Consider Optimization to hold onto only essential elements in Parser

Question

Consider Optimization to hold onto only essential elements in Parser

suyashkumar opened this issue 2 years ago · comments

When using the element-by-element API in the Parser, we probably don't need to hold the whole dataset in p.dataset (as I alluded to a bit in #224 and elsewhere). We really only need to hold onto some subset of elements that we need to parse later elements (like PixelData). The rest, we return to the user and the user can decide what they wish to do with them (they may wish to write them out somewhere and then throw them away, for example).

This may help with some memory usage in some usecases for an end user, but because non-PixelData aren't usually super huge, it will be a small to medium size impact.

Suyash Kumar · Answer 1 · Sat Dec 18 2021 03:31:12 GMT+0800 (China Standard Time)

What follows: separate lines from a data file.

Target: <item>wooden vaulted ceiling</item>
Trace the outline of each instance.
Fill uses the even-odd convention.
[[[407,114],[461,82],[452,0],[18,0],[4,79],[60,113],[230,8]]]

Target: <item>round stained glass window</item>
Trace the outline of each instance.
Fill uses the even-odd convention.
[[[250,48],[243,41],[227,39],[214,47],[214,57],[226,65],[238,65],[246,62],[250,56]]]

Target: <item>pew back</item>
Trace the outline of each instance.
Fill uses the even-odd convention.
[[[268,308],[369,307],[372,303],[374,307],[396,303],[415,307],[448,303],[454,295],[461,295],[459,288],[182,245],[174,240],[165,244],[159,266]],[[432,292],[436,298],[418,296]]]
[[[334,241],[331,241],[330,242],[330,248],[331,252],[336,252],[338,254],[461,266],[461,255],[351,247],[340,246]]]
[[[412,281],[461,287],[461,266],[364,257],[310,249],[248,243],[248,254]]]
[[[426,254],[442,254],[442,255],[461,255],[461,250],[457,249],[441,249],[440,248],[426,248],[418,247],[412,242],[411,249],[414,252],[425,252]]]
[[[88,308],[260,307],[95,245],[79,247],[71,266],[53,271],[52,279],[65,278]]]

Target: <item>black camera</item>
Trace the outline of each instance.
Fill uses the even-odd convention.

The basic implementation is pretty simple (put something quick up here that I need to cleanup, and add better benchmarks for later https://github.com/suyashkumar/dicom/compare/s/parser-optimize?expand=1), but in the default case where ParseFile or Parse is called (where we need to build and return the entire dataset anyway) we may end up using slightly more memory where we end up storying an additional copy of the metadata elements and the elements that are needed to read future elements. This set should be pretty small though. One option is to put this behavior behind an option in the Parser so that it can only be activated when a user is using Parser in element-by-element mode, but it may not be worth the complexity.